DÚVIDAS

A propósito das classes de palavras

A abstracção, na gramática, é, pelo que até agora dela estudei, algo frequente.

As noções de vogal e consoante são disso um exemplo. Primeiro, há a noção de fonema: os sons elementares que, combinados de determinada maneira, formam os vocábulos. E é na forma como certos fonemas são produzidos pelos órgãos humanos que se chega às noções atrás mencionadas: as vogais são produzidas expelindo o ar, sem que este encontre qualquer obstrução à sua passagem pelo aparelho fonador; as consoantes já encontram algum tipo de obstrução.
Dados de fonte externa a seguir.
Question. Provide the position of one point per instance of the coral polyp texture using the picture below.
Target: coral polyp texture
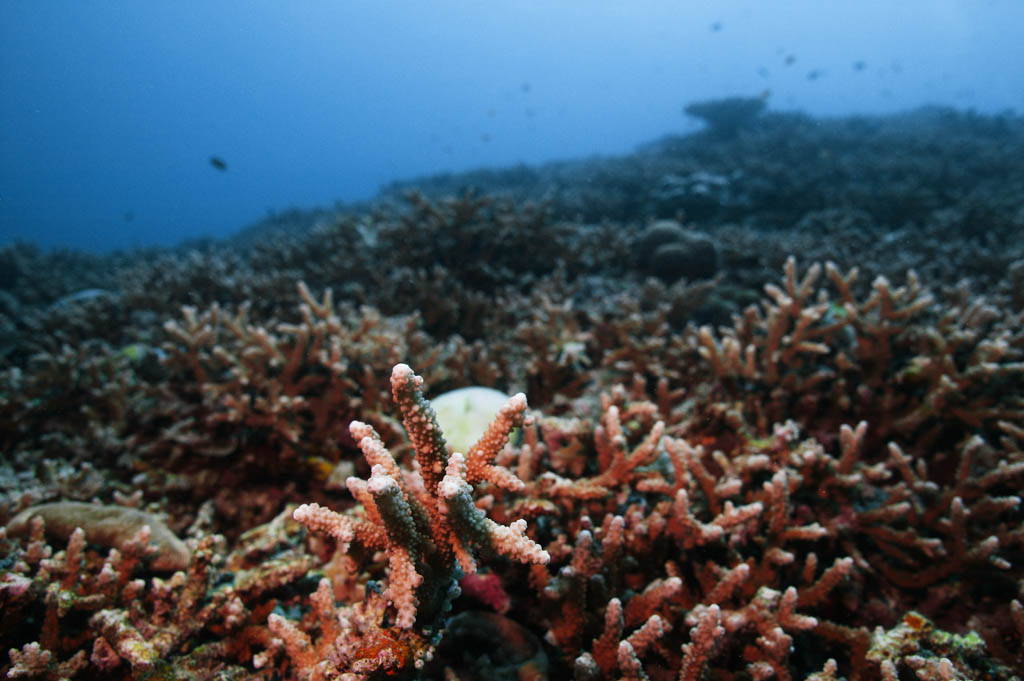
(711, 461)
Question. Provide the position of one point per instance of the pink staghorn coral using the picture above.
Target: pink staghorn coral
(424, 522)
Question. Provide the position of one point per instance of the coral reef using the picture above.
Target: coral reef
(732, 465)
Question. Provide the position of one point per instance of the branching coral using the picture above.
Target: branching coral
(424, 521)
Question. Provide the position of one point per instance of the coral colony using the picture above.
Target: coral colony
(718, 460)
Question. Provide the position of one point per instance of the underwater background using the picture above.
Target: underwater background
(511, 341)
(110, 113)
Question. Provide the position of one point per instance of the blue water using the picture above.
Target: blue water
(112, 112)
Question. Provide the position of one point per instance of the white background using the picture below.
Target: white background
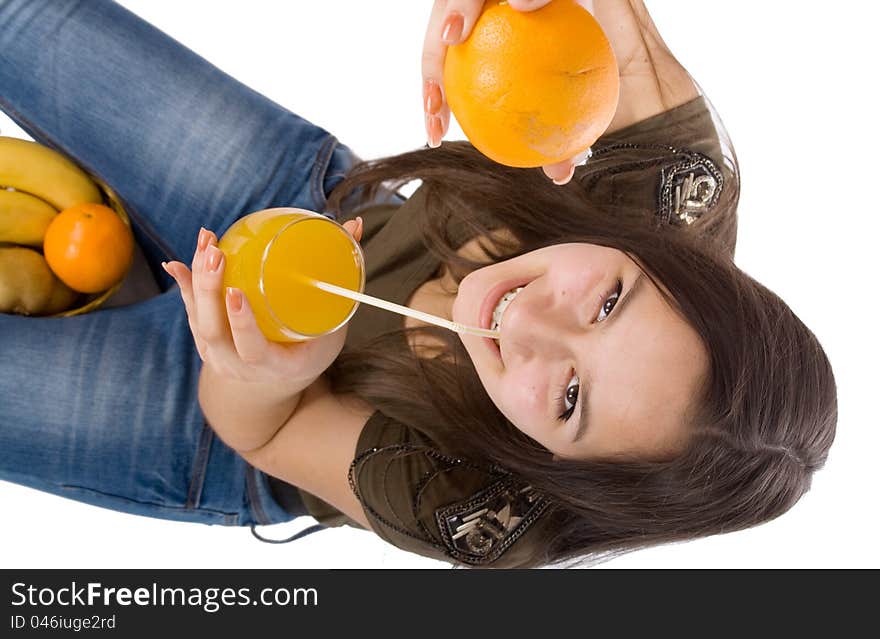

É, pois, abstraindo-nos das diferenças que definem este ou aquele fonema e encontrando uma propriedade (ou, eventualmente, mais propriedades) comum a alguns deles que podemos definir novas noções, abstractas — as noções de vogal e de consoante.

Escrevo isto tudo, não para dar lições, mas para colocar uma questão e verificar se percebi bem os métodos da gramática.

A minha dúvida é — chegando ao que interessa — sobre as classes de palavras.

Se bem percebi, as dez classes de palavras são também resultado de uma abstracção. Para justificar a definição de tal noção, penso assim: na língua existe uma imensidade de palavras; os linguistas, ao percorrerem o léxico de uma língua, deram-se conta de que havia algumas delas que serviam para nomear pessoas, coisas, animais, ideias e concluíram que fazia sentido, para efeitos do conhecimento da língua e dessas palavras, apor-lhes uma mesma etiqueta: o substantivo; percorreram outras palavras e concluíram que algumas delas, para lá de aspectos que as diferenciam, convergiam na função que desempenhavam: por exemplo, o adjectivo, que serve para caracterizar o substantivo. E, no fim do caminho pelo léxico da língua, encontraram dez tipos de palavras que, no que à função a desempenhar diz respeito, convergiam.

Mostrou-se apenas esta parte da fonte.